Sejarah Asal Usul Tahun Kabisat dan Fakta Menarik 29 Februari

Kategori Dunia: Asal Usul

Powered by: id.neuvoo.com

Sejarah Awal Mula Tahun Kabisat dan Fakta Menarik 29 Februari. Setiap empat tahun sekali, selalu ada yang berbeda di bulan Februari seperti yang terjadi pada tahun 2016 ini. Pada umumnya bulan Februari hanya sampai tanggal 28, namun setiap empat tahun waktu di bulan Februari bertambah satu hari yaitu sampai tanggal 29. Penambahan satu hari ini berpengaruh pula terhadap penambahan hari dalam hitungan satu tahun dari 365 menjadi 366 hari. Hal inilah yang disebut tahun kabisat.

Secara umum, tahun kabisat bisa dimaknai sebagai tahun yang bisa dibagi dengan angka empat. Keunikan tahun kabisat ini ternyata sudah ada sejak ribuan tahun lalu pada zaman Julius Caesar yang memimpin Kekaisaran Romawi. Dari data yang dihimpun merdeka.com, penentuan tahun kabisat ini bermula dari kebingungan soal penanggalan yang tidak tepat di mana bumi membutuhkan waktu yang tidak tepat 365 hari untuk mengelilingi matahari. Sebenarnya, bumi butuh waktu 365-seperempat hari. Pada saat itu, Julius Caesar meminta seorang ahli perbintangan, Sosigenes untuk membuat penanggalan yang benar dan tetap. Setelah ditelusuri, ternyata satu tahun di bumi berjumlah 365,25 hari. Agar lebih mudah, Sosigenes menggenapkannya menjadi 365 hari. Lalu kemana lagi sisanya?

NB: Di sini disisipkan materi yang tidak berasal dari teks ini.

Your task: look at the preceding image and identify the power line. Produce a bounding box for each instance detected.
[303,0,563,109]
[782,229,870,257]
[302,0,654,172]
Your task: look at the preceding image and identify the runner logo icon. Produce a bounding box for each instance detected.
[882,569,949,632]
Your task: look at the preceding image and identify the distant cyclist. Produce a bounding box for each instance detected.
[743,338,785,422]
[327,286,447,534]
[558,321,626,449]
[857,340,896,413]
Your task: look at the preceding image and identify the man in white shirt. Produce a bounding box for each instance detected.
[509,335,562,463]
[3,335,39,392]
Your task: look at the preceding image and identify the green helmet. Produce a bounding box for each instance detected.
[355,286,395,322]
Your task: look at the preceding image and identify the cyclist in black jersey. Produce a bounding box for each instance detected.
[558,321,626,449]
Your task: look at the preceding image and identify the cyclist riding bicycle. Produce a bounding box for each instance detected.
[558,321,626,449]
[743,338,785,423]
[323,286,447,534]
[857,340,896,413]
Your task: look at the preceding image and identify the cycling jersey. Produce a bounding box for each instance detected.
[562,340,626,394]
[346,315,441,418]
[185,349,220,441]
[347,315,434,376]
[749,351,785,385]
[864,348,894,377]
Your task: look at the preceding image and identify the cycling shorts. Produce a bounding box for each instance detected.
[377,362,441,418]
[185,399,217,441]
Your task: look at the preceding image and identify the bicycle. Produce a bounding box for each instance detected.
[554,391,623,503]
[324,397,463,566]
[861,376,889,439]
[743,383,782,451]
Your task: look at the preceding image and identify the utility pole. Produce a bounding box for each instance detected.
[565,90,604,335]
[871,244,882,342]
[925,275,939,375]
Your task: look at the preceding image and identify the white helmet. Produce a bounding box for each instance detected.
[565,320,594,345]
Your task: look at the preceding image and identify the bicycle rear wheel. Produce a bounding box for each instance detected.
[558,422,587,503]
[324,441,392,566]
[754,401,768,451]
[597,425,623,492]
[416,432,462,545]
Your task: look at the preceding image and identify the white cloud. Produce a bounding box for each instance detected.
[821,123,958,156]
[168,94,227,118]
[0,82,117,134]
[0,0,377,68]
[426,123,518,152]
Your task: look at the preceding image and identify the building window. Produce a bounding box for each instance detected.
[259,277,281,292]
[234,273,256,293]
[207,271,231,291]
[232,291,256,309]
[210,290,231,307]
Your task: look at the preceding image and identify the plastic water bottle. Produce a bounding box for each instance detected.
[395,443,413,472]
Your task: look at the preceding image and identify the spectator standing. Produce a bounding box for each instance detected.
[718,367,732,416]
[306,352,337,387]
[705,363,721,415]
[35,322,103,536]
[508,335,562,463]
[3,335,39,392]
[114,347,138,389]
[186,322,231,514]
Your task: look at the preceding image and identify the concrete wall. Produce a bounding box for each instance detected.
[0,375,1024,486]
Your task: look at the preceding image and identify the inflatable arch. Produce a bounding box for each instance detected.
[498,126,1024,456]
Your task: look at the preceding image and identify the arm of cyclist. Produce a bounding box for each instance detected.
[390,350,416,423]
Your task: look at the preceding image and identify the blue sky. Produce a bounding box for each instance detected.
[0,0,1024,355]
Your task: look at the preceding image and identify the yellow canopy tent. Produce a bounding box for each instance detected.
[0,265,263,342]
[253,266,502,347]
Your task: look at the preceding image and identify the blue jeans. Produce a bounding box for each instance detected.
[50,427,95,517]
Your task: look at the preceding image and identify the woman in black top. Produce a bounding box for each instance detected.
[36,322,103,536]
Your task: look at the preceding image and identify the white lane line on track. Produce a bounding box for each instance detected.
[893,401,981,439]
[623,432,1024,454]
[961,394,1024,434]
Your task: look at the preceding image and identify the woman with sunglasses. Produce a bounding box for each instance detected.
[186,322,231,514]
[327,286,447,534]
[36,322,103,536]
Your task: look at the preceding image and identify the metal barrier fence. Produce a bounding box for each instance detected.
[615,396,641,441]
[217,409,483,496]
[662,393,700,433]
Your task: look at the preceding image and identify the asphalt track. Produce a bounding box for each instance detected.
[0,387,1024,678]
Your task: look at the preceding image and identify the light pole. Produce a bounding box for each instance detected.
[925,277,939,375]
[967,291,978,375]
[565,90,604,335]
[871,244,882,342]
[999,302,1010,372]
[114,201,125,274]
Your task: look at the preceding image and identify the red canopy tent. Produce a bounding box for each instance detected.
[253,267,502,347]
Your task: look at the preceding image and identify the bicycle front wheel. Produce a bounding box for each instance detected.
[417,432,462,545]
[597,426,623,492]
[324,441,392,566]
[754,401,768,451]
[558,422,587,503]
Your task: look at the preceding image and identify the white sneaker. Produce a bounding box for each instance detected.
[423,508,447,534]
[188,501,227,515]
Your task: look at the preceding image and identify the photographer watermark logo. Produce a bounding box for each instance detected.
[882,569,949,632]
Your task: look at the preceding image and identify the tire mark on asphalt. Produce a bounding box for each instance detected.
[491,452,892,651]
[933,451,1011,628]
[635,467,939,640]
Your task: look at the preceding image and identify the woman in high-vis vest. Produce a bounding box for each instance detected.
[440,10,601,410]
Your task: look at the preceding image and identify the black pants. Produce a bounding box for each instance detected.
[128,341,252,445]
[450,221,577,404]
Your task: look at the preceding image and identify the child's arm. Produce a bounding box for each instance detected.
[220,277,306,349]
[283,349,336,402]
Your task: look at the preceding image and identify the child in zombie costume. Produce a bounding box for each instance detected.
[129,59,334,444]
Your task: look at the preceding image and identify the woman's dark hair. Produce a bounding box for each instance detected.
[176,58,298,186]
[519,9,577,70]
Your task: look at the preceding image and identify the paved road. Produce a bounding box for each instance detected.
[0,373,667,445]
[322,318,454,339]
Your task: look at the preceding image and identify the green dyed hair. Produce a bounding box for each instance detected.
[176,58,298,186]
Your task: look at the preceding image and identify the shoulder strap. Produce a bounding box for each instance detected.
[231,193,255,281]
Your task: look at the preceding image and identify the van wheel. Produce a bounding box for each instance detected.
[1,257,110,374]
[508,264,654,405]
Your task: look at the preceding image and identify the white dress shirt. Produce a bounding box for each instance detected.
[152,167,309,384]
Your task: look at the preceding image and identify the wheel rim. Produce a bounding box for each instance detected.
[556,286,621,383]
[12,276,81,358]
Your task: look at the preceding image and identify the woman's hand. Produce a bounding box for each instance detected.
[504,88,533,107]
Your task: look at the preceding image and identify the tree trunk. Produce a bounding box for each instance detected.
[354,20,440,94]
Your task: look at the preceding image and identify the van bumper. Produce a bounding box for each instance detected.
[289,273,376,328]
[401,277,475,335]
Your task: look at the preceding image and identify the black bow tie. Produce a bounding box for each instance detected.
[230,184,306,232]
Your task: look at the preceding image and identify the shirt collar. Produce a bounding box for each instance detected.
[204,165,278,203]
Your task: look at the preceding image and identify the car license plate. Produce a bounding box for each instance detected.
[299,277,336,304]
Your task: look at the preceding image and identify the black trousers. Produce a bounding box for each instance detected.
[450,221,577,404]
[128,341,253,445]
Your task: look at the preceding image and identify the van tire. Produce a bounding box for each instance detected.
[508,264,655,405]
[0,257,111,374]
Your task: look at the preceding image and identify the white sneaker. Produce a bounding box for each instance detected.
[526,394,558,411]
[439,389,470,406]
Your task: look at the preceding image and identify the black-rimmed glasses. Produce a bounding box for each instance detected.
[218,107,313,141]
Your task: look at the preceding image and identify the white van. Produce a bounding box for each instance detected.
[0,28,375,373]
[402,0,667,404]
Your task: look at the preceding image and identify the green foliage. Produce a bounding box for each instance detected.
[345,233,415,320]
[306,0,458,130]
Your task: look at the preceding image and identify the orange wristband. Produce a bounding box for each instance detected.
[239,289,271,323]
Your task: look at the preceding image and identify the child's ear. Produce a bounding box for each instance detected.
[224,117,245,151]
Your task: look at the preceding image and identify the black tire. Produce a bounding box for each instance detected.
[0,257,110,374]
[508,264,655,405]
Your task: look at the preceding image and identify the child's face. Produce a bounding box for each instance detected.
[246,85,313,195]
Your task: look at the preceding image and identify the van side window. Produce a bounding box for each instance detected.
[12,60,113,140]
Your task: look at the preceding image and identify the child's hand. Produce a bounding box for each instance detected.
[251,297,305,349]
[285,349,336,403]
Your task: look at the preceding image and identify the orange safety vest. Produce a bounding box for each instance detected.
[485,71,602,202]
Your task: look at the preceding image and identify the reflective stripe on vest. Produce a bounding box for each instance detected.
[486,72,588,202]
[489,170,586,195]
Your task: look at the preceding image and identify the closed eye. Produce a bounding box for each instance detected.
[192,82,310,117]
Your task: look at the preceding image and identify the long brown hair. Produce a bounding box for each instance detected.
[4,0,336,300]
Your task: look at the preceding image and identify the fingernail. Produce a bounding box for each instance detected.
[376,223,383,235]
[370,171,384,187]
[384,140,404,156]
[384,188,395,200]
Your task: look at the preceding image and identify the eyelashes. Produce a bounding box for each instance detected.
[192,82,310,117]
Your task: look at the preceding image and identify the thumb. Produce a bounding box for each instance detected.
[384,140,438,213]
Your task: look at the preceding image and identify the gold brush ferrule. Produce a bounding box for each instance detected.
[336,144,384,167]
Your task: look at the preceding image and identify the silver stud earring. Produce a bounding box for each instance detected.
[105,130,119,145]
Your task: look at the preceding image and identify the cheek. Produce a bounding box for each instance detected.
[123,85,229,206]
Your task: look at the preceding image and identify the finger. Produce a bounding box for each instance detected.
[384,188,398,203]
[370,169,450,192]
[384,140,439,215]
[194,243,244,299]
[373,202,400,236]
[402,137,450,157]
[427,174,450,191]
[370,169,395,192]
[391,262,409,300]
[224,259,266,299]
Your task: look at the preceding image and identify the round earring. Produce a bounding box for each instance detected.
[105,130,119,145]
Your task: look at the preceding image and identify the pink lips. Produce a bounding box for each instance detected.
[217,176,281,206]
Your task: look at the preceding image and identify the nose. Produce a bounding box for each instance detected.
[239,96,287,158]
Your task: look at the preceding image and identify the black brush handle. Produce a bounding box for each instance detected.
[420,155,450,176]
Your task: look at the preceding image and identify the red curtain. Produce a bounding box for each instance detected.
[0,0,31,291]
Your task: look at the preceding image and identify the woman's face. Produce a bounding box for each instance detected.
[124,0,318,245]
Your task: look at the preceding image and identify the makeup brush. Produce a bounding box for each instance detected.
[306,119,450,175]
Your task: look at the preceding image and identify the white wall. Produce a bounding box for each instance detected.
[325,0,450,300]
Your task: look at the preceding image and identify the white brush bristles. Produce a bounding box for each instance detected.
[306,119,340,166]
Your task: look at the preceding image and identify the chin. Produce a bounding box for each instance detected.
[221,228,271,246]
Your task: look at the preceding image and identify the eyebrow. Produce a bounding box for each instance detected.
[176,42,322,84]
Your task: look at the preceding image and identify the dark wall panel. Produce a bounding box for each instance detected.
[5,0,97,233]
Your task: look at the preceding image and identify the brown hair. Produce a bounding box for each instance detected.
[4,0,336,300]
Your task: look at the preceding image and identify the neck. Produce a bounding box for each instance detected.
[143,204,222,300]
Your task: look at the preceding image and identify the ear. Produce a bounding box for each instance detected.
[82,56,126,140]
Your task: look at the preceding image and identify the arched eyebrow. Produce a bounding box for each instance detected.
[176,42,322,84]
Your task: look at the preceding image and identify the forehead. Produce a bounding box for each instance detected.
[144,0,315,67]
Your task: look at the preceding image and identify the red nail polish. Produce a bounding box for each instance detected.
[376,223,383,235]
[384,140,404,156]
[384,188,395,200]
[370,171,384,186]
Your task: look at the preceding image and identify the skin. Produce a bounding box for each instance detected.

Sosigenes menggabungnya menjadi 1 hari setiap empat tahun sekali. Nah, itulah yang disebut tahun kabisat. Bulan Februari terpilih sebagai bulan untuk tahun kabisat dikarenakan jumlah harinya yang paling sedikit setiap tahunnya. Selain itu Februari juga ternyata menjadi bulan terakhir karena King Numa Pompilius menambahkan bulan Januari dan Februari untuk melengkapi 10 bulan yang sudah ada sebelumnya demi ‘memperbaiki’ jumlah hari yang ada setahun. Karena Februari bulan terakhir, maka ini adalah sasaran empuk untuk mengambil sehari dari jumlah hari yang dimilikinya.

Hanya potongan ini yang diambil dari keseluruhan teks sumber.